Они, жители деревни, ежегодные творцы такого чуда, подобных мыслей, наверное, не имеют. Кинул картошку – выросла картошка. А мне кажется, если в жил на земле, сколько жил, столько и удивлялся бы.
А если по-другому посмотреть, в самом факте жизни есть какое-то тупое упрямство. Жить – во что бы то ни стало. А почему, собственно, обязательно нужно жить? И ведь очень часто за счет жизни другого. Не будь этого жизненного упрямства, не было бы уничтожения себе подобных. Но если так, то как будет все это выглядеть? Положим, некое первое живое, столкнувшись с другим, уступило и умерло. Второе умерло, уступив третьему, – ясно же, сплошная цепь смерти! Значит, уступчивость, доброта – это путь самоуничтожения мира! А чтобы жизнь сохранилась хоть где-то, одному живому нужно убить второе, третье и еще сколько-то, и отвоевать пространство для жизни? Если мне не отказывает память, я сейчас только что изобрел дарвинизм! То ли я гигант, то ли Дарвин не очень!
Но вот насчет сада или дубовой рощи, те, кто их сажали, ведь не считали же они себя бессмертными. Или они жизнь понимали не так, как мы? Или к смерти относились по-другому?
* * *
А в доме директора школы меня ждал сюрприз. По комнатам носилось длинноногое существо в вельветовых брюках, в розовой кофточке и в тапочках фантастического расшива. Уже в дверях я услышал ее звенящий голосок:
– Как тебе не стыдно, папка, у тебя же везде пыль! И какие ты простыни достал! Ты хоть соображаешь, какие ты простыни достал?
Сергей Ильич перехватил дочку где-то между комнатами и за руку подвел ко мне.

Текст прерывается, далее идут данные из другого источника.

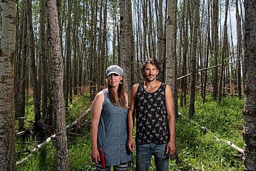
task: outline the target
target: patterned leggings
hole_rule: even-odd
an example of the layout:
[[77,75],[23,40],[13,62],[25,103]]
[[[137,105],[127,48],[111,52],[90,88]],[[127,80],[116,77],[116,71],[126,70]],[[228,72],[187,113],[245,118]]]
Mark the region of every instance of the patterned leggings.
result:
[[[111,170],[111,166],[106,166],[103,168],[101,164],[95,163],[96,170],[97,171],[109,171]],[[119,165],[113,166],[114,171],[125,171],[128,167],[128,162],[121,163]]]

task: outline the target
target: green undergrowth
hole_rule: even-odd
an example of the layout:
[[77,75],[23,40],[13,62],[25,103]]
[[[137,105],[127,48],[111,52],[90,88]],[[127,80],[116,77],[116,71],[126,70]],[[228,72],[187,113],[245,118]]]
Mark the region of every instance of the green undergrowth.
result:
[[[26,116],[33,120],[32,98],[28,98]],[[189,100],[189,97],[187,97]],[[237,97],[223,97],[219,104],[211,95],[206,96],[204,104],[199,94],[195,100],[195,114],[188,116],[189,101],[183,108],[179,107],[182,116],[176,118],[176,142],[178,159],[169,161],[169,170],[243,170],[242,158],[235,149],[224,142],[231,141],[244,148],[243,131],[243,99]],[[66,113],[67,124],[74,121],[82,112],[91,105],[89,95],[74,96]],[[91,115],[91,114],[90,114]],[[84,121],[89,121],[88,119]],[[193,121],[188,121],[190,119]],[[29,122],[26,123],[29,126]],[[201,129],[204,126],[208,131]],[[90,125],[88,125],[77,135],[68,134],[70,170],[95,170],[91,159]],[[35,137],[27,137],[26,142],[36,142]],[[16,142],[23,141],[16,139]],[[36,143],[33,144],[36,145]],[[15,144],[16,152],[24,151],[22,144]],[[29,150],[34,148],[27,145]],[[16,161],[24,158],[27,153],[16,155]],[[135,154],[129,164],[129,170],[135,170]],[[152,160],[150,170],[155,170]],[[57,154],[55,140],[51,141],[27,161],[18,165],[17,170],[56,170]]]

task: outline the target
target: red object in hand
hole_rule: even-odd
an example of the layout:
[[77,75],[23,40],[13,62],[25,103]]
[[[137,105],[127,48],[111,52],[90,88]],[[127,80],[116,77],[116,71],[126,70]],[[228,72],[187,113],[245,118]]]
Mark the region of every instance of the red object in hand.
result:
[[103,152],[102,148],[99,148],[99,152],[100,156],[100,161],[101,161],[101,164],[102,164],[103,168],[105,168],[105,156],[104,155],[104,152]]

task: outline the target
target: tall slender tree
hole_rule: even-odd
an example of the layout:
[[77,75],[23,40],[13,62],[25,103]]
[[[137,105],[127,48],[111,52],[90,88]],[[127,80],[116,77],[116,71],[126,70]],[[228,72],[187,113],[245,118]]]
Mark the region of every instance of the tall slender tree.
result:
[[256,3],[246,0],[245,7],[245,87],[244,116],[244,170],[256,170]]
[[191,57],[191,77],[190,77],[190,98],[189,100],[189,116],[193,116],[195,114],[195,97],[196,95],[196,56],[197,52],[198,31],[199,26],[199,7],[200,1],[195,2],[195,17],[193,28],[193,38],[192,45],[192,54]]
[[220,78],[220,83],[219,86],[219,102],[220,103],[221,102],[221,97],[222,94],[222,82],[223,78],[223,74],[224,74],[224,67],[225,63],[224,61],[226,60],[225,58],[227,57],[227,51],[228,51],[228,41],[227,41],[227,12],[228,10],[228,5],[229,1],[225,1],[225,20],[224,24],[224,33],[223,33],[223,48],[222,49],[222,54],[221,55],[221,76]]
[[63,63],[59,38],[59,28],[56,0],[47,2],[50,43],[52,57],[51,98],[56,126],[57,170],[69,170],[68,143],[63,91]]
[[40,110],[40,92],[41,88],[38,87],[37,83],[37,73],[36,66],[35,56],[35,39],[33,30],[33,21],[32,15],[32,1],[26,1],[27,8],[27,19],[28,20],[28,29],[29,32],[29,59],[30,60],[30,69],[32,73],[32,83],[33,86],[33,102],[35,112],[35,121],[36,123],[41,118]]
[[13,52],[16,19],[16,1],[3,1],[0,44],[0,168],[15,170],[13,116]]

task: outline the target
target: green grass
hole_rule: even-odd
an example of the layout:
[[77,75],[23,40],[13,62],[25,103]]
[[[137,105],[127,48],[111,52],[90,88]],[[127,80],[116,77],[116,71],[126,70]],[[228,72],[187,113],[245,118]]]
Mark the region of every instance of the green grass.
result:
[[[28,98],[26,112],[29,118],[33,120],[32,98]],[[187,97],[189,100],[189,97]],[[82,111],[91,105],[88,95],[73,97],[73,103],[66,113],[67,124],[73,122]],[[205,170],[243,170],[241,158],[234,157],[239,153],[219,139],[229,140],[239,147],[244,148],[242,136],[243,131],[243,100],[236,97],[223,97],[218,104],[211,95],[206,97],[203,104],[199,94],[195,101],[195,114],[190,118],[194,122],[187,121],[188,118],[189,102],[183,108],[179,107],[183,116],[176,118],[177,147],[179,161],[170,161],[169,170],[202,170],[202,165]],[[89,116],[88,119],[89,119]],[[27,127],[29,124],[26,123]],[[201,126],[206,127],[208,132],[203,130]],[[80,136],[74,137],[68,135],[69,160],[70,170],[94,170],[91,161],[90,125],[83,128]],[[27,137],[26,141],[36,141],[35,137]],[[18,139],[16,142],[20,142]],[[15,144],[16,152],[23,150],[20,144]],[[33,146],[29,146],[30,149]],[[23,149],[24,150],[24,149]],[[16,161],[24,158],[27,154],[17,155]],[[129,170],[135,170],[135,153],[129,165]],[[24,163],[17,166],[17,170],[56,170],[57,155],[55,141],[50,142],[40,149],[33,157]],[[152,160],[150,170],[155,170]]]

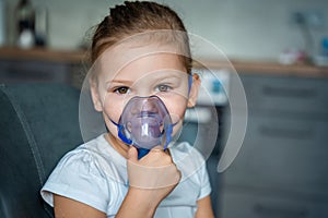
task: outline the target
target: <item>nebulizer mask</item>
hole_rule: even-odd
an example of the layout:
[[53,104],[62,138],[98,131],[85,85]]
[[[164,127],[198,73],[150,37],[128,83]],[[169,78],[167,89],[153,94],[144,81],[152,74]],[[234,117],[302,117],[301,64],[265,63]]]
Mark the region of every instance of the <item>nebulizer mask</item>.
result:
[[118,137],[126,144],[137,147],[138,158],[157,145],[163,145],[166,149],[176,124],[157,96],[131,98],[118,122],[112,119],[110,121],[117,126]]

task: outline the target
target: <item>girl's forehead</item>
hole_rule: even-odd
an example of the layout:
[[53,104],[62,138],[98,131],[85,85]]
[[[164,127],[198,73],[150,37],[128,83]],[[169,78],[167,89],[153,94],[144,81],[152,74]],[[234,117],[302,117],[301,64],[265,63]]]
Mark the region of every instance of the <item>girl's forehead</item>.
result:
[[154,72],[185,72],[176,49],[167,46],[118,46],[106,50],[99,58],[101,74],[109,77],[138,77]]

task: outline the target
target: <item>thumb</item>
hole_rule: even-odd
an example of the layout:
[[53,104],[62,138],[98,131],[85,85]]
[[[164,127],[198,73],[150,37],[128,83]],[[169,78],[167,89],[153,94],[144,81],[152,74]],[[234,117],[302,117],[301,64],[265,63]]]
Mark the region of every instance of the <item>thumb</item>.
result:
[[128,150],[128,160],[130,160],[132,162],[138,161],[138,150],[134,146],[130,146],[130,148]]

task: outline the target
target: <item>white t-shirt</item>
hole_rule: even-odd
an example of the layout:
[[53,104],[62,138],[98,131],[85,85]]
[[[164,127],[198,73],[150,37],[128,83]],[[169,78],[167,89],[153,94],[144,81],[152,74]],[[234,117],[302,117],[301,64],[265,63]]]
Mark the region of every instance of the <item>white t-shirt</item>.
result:
[[[211,192],[204,159],[188,143],[176,143],[169,152],[183,177],[162,201],[154,217],[195,217],[197,201]],[[127,160],[101,135],[69,152],[40,194],[51,206],[55,193],[90,205],[107,217],[115,217],[128,187]]]

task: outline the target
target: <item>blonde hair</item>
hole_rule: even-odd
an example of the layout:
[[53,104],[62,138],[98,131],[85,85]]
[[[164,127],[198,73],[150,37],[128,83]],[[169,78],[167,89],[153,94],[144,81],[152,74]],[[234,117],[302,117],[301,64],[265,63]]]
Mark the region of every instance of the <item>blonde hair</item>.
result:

– А это Артем. Я тебе говорил.
– Привет! – махнула она мне ресницами и вдруг замерла напротив меня, расплываясь в идиотской улыбке. – Ой! Я же вас знаю!
Мне повезло. Я стоял в этот момент так, что ни ее отец, ни пахан мой, чего-то торчавший в кухне, не могли видеть моего лица. И я со своим лицом проделал такое, что ее длиннущие брови от ушей стянулись к переносице.
– Он из Москвы, и потому знать ты его не можешь, а у нас впервые. Это дочка моя Иринка, студентка, только что из города примчалась, и вот видите, разнос мне устраивает.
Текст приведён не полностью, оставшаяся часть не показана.